ॐ इत्येतदक्षरमिदं सर्वं तस्योपव्याख्यानं
भूतं भवद् भविष्यदिति सर्वमोङ्कार एव
यच्चान्यत् त्रिकालातीतं तदप्योङ्कार एव ॥ १॥
oṃ ityetadakṣaramidaṃ sarvaṃ tasyopavyākhyānaṃ
bhūtaṃ bhavad bhaviṣyaditi sarvamoṅkāra eva
yaccānyat trikālātītaṃ tadapyoṅkāra eva ॥ 1॥
सर्वं ह्येतद् ब्रह्मायमात्मा ब्रह्म सोऽयमात्मा चतुष्पात् ॥ २॥
sarvaṃ hyetad brahmāyamātmā brahma so'yamātmā catuṣpāt ॥ 2॥
जागरितस्थानो बहिष्प्रज्ञः सप्ताङ्ग एकोनविंशतिमुखः
स्थूलभुग्वैश्वानरः प्रथमः पादः ॥ ३॥
jāgaritasthāno bahiṣprajñaḥ saptāṅga ekonaviṃśatimukhaḥ
sthūlabhugvaiśvānaraḥ prathamaḥ pādaḥ ॥ 3॥
स्वप्नस्थानोऽन्तःप्रज्ञः सप्ताङ्ग एकोनविंशतिमुखः
प्रविविक्तभुक्तैजसो द्वितीयः पादः ॥ ४॥
svapnasthāno'ntaḥprajñaḥ saptāṅga ekonaviṃśatimukhaḥ
praviviktabhuktaijaso dvitīyaḥ pādaḥ ॥ 4॥
यत्र सुप्तो न कञ्चन कामं कामयते न कञ्चन स्वप्नं
पश्यति तत् सुषुप्तम् । सुषुप्तस्थान एकीभूतः प्रज्ञानघन
एवानन्दमयो ह्यानन्दभुक् चेतोमुखः प्राज्ञस्तृतीयः पादः ॥ ५॥
yatra supto na kañcana kāmaṃ kāmayate na kañcana svapnaṃ
paśyati tat suṣuptam । suṣuptasthāna ekībhūtaḥ prajñānaghana
evānandamayo hyānandabhuk cetomukhaḥ prājñastṛtīyaḥ pādaḥ ॥ 5॥
एष सर्वेश्वरः एष सर्वज्ञ एषोऽन्तर्याम्येष योनिः सर्वस्य
प्रभवाप्ययौ हि भूतानाम् ॥ ६॥
eṣa sarveśvaraḥ eṣa sarvajña eṣo’ntaryāmyeṣa yoniḥ sarvasya
prabhavāpyayau hi bhūtānām ॥ 6॥
नान्तःप्रज्ञं न बहिष्प्रज्ञं नोभयतःप्रज्ञं न प्रज्ञानघनं
न प्रज्ञं नाप्रज्ञम् । अदृष्टमव्यवहार्यमग्राह्यमलक्षणं
अचिन्त्यमव्यपदेश्यमेकात्मप्रत्ययसारं प्रपञ्चोपशमं
शान्तं शिवमद्वैतं चतुर्थं मन्यन्ते स आत्मा स विज्ञेयः ॥ ७॥
nāntaḥprajñaṃ na bahiṣprajñaṃ nobhayataḥprajñaṃ na prajñānaghanaṃ
na prajñaṃ nāprajñam । adṛṣṭamavyavahāryamagrāhyamalakṣaṇaṃ
acintyamavyapadeśyamekātmapratyayasāraṃ prapañcopaśamaṃ
śāntaṃ śivamadvaitaṃ caturthaṃ manyante sa ātmā sa vijñeyaḥ ॥ 7॥
- ‘Om’. Deze lettergreep is deze hele wereld. De nadere uitleg van deze [lettergreep] luidt: ‘Wat geworden is, wat nu wordt, wat zal worden’, dit alles is de spraakklank ‘Om’. Al het andere wat de drie tijden te boven gaat, is ook de spraakklank ‘Om’.
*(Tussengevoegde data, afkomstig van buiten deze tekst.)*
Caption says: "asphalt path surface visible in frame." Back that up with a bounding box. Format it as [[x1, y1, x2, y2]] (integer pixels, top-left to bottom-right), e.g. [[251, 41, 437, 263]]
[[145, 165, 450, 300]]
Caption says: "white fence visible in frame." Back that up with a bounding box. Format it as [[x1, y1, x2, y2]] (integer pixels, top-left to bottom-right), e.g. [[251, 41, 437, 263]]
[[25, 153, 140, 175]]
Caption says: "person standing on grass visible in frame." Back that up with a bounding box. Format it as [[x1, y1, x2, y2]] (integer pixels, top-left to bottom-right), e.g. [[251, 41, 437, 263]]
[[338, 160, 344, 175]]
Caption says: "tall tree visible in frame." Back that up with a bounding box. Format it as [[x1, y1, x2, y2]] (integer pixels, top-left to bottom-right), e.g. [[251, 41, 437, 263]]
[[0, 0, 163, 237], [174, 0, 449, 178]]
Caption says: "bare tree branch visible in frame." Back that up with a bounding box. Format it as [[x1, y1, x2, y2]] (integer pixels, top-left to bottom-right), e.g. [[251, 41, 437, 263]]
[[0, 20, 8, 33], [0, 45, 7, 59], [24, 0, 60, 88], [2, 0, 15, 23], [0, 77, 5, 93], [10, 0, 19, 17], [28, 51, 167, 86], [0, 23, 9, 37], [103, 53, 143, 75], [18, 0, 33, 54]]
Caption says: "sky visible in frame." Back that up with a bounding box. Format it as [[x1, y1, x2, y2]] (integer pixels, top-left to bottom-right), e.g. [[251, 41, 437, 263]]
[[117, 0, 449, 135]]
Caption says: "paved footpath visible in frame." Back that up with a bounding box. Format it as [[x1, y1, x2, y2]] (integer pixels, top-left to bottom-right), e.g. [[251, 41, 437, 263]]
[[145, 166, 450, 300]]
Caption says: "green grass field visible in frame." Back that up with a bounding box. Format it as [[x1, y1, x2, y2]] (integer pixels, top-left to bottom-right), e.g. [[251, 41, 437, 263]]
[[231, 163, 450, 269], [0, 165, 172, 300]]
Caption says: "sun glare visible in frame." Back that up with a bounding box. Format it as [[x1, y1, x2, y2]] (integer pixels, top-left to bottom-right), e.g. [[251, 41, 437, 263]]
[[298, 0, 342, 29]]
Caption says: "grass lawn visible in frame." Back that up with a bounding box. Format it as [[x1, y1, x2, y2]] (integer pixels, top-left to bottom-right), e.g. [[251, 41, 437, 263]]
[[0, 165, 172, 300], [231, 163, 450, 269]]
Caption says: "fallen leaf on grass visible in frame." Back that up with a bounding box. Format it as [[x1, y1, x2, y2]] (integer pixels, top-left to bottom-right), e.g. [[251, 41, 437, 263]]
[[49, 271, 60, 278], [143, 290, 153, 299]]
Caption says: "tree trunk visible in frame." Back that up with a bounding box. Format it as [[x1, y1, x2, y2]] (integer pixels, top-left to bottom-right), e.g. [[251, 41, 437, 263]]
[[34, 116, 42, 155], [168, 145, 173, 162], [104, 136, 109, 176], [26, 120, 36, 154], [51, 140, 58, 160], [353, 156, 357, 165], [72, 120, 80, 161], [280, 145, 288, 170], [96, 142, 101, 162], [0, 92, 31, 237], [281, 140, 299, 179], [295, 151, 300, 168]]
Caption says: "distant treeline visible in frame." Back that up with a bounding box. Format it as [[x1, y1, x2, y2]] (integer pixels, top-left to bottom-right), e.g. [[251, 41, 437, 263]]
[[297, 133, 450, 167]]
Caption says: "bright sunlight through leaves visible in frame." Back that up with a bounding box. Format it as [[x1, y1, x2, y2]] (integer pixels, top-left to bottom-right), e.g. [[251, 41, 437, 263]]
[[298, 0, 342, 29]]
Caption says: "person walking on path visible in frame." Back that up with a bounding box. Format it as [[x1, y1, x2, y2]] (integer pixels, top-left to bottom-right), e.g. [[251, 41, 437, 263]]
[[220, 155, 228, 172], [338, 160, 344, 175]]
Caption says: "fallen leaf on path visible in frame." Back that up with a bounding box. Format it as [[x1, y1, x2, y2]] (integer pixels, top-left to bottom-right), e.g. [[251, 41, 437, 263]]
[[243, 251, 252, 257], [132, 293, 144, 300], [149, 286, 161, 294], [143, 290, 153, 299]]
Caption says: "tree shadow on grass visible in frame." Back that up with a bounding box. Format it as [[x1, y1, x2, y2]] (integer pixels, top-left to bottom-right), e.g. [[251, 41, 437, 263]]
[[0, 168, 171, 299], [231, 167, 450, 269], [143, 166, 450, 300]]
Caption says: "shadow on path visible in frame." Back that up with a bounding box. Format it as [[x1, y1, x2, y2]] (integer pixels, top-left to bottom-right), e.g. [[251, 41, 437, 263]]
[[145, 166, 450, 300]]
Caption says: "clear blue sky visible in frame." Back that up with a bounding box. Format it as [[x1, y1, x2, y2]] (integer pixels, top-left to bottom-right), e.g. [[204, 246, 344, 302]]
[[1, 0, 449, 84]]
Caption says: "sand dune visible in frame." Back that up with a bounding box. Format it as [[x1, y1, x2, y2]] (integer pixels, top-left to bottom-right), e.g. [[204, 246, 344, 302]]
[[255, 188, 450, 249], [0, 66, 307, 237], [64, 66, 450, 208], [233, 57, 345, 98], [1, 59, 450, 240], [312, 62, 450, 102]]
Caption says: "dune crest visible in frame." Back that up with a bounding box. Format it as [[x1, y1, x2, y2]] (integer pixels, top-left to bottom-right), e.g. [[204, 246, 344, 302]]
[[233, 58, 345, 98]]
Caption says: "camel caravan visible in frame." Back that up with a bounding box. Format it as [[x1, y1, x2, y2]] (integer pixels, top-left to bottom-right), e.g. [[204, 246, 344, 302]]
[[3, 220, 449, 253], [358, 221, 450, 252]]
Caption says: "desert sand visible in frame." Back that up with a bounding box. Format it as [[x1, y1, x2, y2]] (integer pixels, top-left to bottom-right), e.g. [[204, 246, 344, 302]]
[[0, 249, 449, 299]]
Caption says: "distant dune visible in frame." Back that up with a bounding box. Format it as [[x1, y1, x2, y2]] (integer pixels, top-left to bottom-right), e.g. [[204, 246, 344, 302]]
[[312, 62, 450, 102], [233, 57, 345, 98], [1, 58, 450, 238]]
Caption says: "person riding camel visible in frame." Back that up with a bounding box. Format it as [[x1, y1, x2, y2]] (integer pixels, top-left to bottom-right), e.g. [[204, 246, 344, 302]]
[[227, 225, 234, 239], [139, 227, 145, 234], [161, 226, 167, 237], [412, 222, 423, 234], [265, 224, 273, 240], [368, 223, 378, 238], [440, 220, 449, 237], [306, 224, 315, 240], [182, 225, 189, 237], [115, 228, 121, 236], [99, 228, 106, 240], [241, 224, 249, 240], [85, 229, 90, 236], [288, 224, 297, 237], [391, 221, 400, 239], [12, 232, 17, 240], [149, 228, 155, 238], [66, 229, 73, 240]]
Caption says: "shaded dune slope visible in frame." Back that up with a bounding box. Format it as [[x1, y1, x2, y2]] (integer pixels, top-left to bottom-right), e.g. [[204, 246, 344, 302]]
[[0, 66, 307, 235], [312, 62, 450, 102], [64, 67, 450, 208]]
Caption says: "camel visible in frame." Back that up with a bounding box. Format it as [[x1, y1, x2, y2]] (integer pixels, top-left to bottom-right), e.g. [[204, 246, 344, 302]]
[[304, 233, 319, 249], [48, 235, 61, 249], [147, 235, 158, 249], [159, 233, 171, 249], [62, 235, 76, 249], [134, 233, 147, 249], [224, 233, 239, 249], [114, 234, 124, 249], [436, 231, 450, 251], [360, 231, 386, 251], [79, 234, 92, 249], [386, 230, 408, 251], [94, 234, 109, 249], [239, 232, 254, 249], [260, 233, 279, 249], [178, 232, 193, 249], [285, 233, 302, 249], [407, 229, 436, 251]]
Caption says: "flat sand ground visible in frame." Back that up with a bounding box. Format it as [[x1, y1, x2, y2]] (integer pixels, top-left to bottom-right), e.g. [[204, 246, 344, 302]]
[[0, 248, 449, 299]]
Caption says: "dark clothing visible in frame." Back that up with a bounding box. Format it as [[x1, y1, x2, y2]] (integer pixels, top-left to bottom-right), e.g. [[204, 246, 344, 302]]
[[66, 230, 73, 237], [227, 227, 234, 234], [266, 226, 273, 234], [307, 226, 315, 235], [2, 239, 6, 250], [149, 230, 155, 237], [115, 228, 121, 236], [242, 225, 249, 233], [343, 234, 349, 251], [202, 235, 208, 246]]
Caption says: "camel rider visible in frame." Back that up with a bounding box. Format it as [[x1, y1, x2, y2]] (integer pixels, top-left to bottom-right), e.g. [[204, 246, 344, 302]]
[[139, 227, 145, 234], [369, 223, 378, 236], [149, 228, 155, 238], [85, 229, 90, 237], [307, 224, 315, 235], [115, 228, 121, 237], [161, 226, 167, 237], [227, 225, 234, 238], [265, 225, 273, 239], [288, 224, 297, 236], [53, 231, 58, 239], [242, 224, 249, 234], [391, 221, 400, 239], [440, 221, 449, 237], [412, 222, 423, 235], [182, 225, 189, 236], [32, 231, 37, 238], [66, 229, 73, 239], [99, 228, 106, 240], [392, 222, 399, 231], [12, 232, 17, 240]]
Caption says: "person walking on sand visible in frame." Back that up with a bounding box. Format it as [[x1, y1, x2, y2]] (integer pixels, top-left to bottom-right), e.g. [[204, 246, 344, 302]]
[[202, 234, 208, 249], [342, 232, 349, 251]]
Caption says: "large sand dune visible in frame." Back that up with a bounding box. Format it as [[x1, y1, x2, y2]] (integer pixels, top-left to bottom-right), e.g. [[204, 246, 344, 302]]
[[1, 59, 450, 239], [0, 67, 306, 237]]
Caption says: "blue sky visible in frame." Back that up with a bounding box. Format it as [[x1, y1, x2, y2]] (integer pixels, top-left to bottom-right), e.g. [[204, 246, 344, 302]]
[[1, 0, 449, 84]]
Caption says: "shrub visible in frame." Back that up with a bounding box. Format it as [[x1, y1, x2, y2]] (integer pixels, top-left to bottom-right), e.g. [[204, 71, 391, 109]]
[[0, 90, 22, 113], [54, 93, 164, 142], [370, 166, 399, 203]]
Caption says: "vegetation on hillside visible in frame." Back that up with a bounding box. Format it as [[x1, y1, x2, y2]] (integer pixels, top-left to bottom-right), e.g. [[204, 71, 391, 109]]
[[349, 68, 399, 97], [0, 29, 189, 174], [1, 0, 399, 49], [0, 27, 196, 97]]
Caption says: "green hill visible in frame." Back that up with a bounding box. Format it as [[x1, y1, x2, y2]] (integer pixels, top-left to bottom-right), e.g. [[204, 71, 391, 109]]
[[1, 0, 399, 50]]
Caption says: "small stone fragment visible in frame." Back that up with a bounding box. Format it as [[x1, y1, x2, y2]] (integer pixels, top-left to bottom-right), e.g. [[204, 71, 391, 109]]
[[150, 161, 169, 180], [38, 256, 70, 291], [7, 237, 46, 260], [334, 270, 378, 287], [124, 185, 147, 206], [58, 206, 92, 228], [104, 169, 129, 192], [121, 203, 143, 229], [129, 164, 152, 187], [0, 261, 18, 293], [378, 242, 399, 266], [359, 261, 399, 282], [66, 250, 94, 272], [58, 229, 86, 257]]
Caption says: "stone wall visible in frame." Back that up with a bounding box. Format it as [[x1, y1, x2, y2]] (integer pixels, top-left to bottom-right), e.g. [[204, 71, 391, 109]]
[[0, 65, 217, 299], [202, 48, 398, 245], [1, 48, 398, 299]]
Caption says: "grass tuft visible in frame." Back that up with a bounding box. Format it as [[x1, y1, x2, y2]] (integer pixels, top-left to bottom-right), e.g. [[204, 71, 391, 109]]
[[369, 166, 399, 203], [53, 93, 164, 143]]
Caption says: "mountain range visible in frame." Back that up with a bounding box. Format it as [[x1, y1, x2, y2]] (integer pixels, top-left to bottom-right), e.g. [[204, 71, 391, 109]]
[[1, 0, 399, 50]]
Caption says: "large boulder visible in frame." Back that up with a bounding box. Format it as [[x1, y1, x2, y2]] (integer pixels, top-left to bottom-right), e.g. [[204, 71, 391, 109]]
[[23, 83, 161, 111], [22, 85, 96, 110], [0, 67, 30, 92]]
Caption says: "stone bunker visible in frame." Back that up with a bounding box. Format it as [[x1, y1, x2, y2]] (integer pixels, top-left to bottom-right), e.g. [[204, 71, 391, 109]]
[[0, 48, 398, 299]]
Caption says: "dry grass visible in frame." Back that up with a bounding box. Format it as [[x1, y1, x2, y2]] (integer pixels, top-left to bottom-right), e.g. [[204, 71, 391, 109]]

- Want dit alles [de hele wereld] is Brahman [de goddelijke oergrond van de kosmos]. Dit eigen Zelf (atman) hier is [ook] Brahman. Dit Zelf heeft vier [gelijke] delen.
- Geplaatst in het waken, met het onderscheidingsvermogen naar buiten gericht, zevenledig, met negentien monden, ervarende het grove, wat alle mensen gemeen hebben: dit is het eerste deel.
4. Geplaatst in het dromen, met het onderscheidingsvermogen naar binnen gericht, zevenledig, met negentien monden, ervarende het subtiele, lichtgevend: dit is het tweede deel.
5. Wanneer men tijdens de slaap geen enkele begeerte meer koestert, geen enkele droom meer ziet, dan is dat diepe slaap. Geplaatst in de diepe slaap, tot Een geworden, ongedifferentieerd onderscheidingsvermogen [zonder object], bestaande in vreugde want vreugde ervarende, met het bewustzijn als mond, latent bewust: dit is het derde deel.
6. Dit is de Heer van alles, Dit is de Alwetende, Dit is de Innerlijke Bestuurder, Dit is de baarmoeder van alles, want het is de oorsprong en het einde van alle schepselen.
7. [Brahman is dat wat] Niet met het onderscheidingsvermogen naar binnen is gericht; noch met het onderscheidingsvermogen naar buiten gericht; noch met het onderscheidingsvermogen naar beide kanten gericht; noch ongedifferentieerd onderscheidingsvermogen [zonder object]; noch bewust; noch onbewust.
Ongezien; met betrekking waartoe geen handelen mogelijk is; ongrijpbaar; zonder kenmerken; ondenkbaar; niet in taal uit te drukken; in essentie het ervaren van het ene Zelf; het tot rust komen van de wereld; vol vrede; heilzaam; zonder dualiteit: zo stellen [de wijzen] zich het vierde [deel van het bewustzijn] voor. Dit is het [ware] Zelf; dit is wat men terdege moet leren kennen.